I can't believe the amount of humanity that is hidden behind the screen of my computer!... I am speechless and moved. I don't feel so lonely anymore and I really mean it, you gave me a lot of strength just letting me know that you are there.
I can't answer properly one by one, I'd write I novel. Just would like to say that me and my husband already managed to go for a couple counseling. I have forgiven him, but I did it only with my brain, and mostly for our child's good. But my soul is aching.
HTD hinted at STD, for example, this is a thought I have and which I cannot cancel: how could he be so irresponsible?
And what Castro wrote: men who see escorts are likely to be repeat-offenders: I totally agree. When I discovered his subterfuge he said "I can't help it". So this means that I will always have doubts whenever he goes out, cause he's sex obsessed.
And all this means, in a word, that I am disgusted.
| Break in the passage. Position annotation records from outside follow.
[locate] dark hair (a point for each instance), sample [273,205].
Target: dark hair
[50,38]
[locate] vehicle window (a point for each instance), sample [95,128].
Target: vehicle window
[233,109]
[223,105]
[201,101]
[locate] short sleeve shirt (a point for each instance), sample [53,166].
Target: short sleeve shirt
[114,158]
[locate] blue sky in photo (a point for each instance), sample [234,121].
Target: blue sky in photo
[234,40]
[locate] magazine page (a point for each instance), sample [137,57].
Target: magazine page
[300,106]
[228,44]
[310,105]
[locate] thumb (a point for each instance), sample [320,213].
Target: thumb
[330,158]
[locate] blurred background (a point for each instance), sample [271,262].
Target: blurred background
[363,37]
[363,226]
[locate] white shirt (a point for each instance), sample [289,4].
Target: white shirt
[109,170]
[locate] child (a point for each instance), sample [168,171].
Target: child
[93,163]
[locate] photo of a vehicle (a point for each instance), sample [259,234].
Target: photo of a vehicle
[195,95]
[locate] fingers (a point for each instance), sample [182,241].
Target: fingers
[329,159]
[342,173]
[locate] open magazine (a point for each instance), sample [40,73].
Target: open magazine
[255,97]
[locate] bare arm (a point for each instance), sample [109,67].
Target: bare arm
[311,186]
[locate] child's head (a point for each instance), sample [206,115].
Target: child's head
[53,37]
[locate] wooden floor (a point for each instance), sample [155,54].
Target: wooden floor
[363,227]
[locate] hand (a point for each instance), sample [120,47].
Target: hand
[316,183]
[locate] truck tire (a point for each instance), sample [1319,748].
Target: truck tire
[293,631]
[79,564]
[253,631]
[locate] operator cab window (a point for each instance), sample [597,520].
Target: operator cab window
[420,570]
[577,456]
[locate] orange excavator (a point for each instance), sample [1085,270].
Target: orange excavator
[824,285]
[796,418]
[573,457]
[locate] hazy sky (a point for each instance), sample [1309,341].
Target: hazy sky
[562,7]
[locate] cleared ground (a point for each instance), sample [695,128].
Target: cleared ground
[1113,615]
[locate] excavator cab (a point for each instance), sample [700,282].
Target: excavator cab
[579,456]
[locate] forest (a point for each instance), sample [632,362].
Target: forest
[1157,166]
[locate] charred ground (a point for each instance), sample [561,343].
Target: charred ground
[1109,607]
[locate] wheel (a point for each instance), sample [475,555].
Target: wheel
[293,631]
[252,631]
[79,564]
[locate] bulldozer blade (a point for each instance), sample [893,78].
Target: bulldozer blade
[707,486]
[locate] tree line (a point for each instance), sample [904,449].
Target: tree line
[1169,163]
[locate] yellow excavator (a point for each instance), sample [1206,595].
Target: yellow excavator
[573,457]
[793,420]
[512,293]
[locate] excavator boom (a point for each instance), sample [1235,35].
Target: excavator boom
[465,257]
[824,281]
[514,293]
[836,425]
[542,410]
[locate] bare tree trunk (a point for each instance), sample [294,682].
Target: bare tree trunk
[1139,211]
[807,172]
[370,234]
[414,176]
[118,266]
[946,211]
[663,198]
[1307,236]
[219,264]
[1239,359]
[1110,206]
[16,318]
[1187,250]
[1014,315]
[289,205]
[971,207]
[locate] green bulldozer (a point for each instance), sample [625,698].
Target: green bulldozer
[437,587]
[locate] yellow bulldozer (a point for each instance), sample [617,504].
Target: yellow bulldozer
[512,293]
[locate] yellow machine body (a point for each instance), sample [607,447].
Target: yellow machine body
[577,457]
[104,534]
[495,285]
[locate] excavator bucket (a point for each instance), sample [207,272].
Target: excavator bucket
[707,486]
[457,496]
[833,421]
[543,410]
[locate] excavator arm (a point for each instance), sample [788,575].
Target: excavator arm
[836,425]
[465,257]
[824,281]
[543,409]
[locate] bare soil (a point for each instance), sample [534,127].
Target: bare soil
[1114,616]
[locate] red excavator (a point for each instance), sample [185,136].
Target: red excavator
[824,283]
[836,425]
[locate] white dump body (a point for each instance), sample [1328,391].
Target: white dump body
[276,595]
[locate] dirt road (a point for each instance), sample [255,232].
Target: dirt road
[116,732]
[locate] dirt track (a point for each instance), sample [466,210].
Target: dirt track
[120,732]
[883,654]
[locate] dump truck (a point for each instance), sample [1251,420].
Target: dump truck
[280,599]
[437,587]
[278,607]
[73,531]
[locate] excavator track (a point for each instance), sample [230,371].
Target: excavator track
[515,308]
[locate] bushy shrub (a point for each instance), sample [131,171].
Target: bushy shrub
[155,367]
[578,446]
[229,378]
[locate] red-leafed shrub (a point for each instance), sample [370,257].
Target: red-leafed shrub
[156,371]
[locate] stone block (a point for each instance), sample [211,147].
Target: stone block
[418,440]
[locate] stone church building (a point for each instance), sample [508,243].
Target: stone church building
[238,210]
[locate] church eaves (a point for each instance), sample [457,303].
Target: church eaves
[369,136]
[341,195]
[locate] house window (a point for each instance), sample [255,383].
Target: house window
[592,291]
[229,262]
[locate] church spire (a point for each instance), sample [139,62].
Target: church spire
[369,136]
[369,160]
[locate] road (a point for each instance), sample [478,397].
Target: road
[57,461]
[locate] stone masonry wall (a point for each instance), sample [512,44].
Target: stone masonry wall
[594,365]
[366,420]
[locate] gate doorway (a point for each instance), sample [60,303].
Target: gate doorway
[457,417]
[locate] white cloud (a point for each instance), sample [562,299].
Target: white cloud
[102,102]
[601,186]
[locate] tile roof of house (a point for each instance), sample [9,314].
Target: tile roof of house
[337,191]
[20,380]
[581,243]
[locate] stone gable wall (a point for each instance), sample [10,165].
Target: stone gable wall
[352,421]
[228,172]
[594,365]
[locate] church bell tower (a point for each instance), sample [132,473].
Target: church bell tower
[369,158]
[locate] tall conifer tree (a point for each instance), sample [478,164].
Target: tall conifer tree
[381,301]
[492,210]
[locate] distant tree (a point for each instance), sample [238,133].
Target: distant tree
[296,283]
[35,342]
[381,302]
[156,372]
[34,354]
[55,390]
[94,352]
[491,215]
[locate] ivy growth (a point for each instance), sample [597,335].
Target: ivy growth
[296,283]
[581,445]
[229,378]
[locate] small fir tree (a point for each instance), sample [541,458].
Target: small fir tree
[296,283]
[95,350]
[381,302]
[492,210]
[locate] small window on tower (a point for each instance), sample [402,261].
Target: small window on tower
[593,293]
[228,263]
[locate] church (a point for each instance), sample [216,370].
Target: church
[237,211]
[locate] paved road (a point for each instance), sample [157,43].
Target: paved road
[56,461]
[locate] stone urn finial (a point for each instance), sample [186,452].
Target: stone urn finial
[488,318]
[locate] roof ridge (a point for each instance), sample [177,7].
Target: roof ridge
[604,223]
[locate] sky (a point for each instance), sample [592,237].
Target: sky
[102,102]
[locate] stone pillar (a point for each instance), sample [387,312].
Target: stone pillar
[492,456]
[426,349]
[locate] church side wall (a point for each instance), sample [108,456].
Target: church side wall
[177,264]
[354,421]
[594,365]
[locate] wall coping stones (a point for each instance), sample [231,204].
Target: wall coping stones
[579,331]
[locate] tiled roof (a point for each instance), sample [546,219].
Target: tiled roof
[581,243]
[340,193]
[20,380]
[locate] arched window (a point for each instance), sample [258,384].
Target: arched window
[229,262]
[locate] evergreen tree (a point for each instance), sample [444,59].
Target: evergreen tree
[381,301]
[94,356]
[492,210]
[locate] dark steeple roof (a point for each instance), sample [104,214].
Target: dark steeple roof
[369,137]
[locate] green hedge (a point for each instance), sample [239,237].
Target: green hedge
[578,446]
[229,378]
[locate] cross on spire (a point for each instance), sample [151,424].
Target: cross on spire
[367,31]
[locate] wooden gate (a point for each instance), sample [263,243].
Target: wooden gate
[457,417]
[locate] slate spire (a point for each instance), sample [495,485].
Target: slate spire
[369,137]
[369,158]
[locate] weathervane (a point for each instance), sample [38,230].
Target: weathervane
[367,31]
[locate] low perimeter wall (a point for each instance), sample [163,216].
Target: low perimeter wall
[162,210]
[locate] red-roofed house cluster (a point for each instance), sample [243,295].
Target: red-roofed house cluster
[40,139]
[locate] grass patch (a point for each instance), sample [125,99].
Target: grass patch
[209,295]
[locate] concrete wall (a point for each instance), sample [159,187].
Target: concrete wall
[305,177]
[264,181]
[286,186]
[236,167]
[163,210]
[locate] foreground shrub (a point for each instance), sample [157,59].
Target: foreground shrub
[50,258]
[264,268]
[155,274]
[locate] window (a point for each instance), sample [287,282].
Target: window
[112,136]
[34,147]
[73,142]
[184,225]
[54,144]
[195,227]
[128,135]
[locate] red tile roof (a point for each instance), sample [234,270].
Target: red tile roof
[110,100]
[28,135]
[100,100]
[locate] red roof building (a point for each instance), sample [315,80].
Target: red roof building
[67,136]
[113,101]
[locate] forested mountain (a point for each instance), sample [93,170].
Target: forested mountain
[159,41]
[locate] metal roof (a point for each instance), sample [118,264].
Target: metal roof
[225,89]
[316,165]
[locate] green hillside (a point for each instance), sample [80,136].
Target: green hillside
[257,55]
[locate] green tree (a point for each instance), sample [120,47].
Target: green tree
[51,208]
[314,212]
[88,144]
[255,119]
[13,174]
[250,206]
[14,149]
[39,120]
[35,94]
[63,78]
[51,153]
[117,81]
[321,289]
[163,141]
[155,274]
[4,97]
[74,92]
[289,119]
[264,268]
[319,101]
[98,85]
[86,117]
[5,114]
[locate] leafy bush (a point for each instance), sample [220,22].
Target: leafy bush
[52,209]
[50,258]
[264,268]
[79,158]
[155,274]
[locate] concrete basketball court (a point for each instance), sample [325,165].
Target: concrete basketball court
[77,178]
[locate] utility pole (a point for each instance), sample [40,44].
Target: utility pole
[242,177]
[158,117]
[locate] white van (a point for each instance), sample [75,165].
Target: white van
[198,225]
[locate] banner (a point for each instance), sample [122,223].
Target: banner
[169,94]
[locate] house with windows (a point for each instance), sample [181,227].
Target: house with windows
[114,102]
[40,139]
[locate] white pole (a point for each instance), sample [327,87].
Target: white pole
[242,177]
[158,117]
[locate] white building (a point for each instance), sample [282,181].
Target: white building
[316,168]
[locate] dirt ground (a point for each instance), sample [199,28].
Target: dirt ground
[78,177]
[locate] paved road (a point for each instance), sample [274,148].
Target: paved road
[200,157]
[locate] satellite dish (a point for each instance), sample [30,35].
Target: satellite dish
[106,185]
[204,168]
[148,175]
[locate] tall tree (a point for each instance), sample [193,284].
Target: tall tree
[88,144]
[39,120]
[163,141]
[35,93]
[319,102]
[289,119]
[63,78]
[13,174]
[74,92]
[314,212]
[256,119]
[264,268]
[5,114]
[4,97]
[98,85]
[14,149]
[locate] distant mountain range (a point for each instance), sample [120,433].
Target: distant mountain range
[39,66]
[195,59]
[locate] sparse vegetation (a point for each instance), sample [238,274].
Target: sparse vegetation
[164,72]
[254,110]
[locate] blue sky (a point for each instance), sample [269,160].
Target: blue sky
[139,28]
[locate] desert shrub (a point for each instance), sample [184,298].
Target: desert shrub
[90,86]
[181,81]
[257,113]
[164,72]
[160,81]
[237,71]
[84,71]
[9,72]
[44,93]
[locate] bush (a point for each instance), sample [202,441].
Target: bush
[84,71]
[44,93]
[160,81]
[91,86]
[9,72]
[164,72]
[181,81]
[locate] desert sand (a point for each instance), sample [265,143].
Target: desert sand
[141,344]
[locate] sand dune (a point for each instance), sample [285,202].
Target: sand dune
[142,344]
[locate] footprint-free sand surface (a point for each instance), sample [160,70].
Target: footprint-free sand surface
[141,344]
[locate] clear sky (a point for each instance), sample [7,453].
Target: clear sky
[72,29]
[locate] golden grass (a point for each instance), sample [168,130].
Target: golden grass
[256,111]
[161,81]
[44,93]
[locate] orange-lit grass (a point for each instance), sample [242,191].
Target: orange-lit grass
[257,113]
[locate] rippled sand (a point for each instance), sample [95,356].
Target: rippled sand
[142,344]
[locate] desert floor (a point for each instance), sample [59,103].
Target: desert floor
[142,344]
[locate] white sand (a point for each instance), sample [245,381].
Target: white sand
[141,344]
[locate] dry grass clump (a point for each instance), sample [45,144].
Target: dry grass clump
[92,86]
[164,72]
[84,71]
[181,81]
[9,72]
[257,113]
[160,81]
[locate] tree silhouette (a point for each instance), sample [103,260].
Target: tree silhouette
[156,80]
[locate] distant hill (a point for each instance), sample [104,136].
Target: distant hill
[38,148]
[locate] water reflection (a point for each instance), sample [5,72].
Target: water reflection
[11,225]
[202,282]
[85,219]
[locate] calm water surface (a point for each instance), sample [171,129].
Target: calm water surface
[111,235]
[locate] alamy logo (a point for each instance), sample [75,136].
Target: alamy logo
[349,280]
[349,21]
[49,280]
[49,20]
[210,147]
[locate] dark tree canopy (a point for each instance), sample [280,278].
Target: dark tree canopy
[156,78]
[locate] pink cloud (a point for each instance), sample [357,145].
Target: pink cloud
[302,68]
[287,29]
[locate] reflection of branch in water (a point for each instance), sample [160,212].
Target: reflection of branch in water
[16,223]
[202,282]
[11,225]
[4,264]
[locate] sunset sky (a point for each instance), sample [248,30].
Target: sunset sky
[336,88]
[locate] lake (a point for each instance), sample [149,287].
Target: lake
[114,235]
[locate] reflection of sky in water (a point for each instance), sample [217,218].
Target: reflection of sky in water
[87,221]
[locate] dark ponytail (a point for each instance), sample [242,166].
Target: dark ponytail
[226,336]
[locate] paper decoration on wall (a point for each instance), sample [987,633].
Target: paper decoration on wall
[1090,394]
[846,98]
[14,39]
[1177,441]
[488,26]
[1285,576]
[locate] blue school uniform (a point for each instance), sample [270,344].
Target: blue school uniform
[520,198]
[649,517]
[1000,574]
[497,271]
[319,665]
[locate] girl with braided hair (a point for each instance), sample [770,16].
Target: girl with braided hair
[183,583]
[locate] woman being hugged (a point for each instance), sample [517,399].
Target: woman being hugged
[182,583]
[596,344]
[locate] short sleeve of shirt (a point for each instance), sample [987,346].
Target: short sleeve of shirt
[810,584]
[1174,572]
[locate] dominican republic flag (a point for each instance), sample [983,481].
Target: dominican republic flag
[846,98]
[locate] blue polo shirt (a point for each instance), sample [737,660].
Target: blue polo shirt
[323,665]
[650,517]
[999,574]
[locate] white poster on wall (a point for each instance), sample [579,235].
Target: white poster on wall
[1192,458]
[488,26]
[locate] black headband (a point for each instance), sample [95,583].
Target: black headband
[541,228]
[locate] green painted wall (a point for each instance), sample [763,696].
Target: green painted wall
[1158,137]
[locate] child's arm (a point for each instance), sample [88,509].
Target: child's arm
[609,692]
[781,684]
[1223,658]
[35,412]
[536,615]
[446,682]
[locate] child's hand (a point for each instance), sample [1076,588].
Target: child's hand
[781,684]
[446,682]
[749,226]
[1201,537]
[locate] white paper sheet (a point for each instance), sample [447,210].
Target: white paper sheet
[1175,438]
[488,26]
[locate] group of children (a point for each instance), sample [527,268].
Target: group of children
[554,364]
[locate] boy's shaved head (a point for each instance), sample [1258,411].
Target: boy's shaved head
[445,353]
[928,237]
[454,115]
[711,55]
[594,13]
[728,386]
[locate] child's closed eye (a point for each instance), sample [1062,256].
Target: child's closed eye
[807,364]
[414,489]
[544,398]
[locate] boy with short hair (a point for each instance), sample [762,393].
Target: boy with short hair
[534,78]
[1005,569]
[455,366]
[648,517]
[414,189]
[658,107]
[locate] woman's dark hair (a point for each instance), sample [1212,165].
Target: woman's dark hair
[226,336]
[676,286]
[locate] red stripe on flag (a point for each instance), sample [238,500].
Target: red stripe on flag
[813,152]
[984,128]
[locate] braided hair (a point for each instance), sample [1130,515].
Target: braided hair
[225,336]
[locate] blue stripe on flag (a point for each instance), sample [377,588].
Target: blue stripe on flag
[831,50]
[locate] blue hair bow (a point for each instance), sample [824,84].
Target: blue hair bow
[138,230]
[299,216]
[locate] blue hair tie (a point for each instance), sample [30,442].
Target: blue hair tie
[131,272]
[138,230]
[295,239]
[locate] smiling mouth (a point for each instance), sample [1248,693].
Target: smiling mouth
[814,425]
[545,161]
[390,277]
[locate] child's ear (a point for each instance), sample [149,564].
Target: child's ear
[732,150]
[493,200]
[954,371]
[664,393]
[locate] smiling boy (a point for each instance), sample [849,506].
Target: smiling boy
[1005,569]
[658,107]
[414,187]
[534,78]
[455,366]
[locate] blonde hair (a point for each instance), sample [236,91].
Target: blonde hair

He is a perfect dad, however, and I can't think of my child growing up without him. And he appears repentant, like a person who didn't realize how dangerous his behavior could be and suddenly woke up.
barron wrote "Think what is important to you in life and what all possible options you have". This is my problem, now. I don't know what's important in my life anymore. Too many things have changed in the past months (I have not a job anymore, not a carrier, no friends, no family), and I don't even know who I am anymore.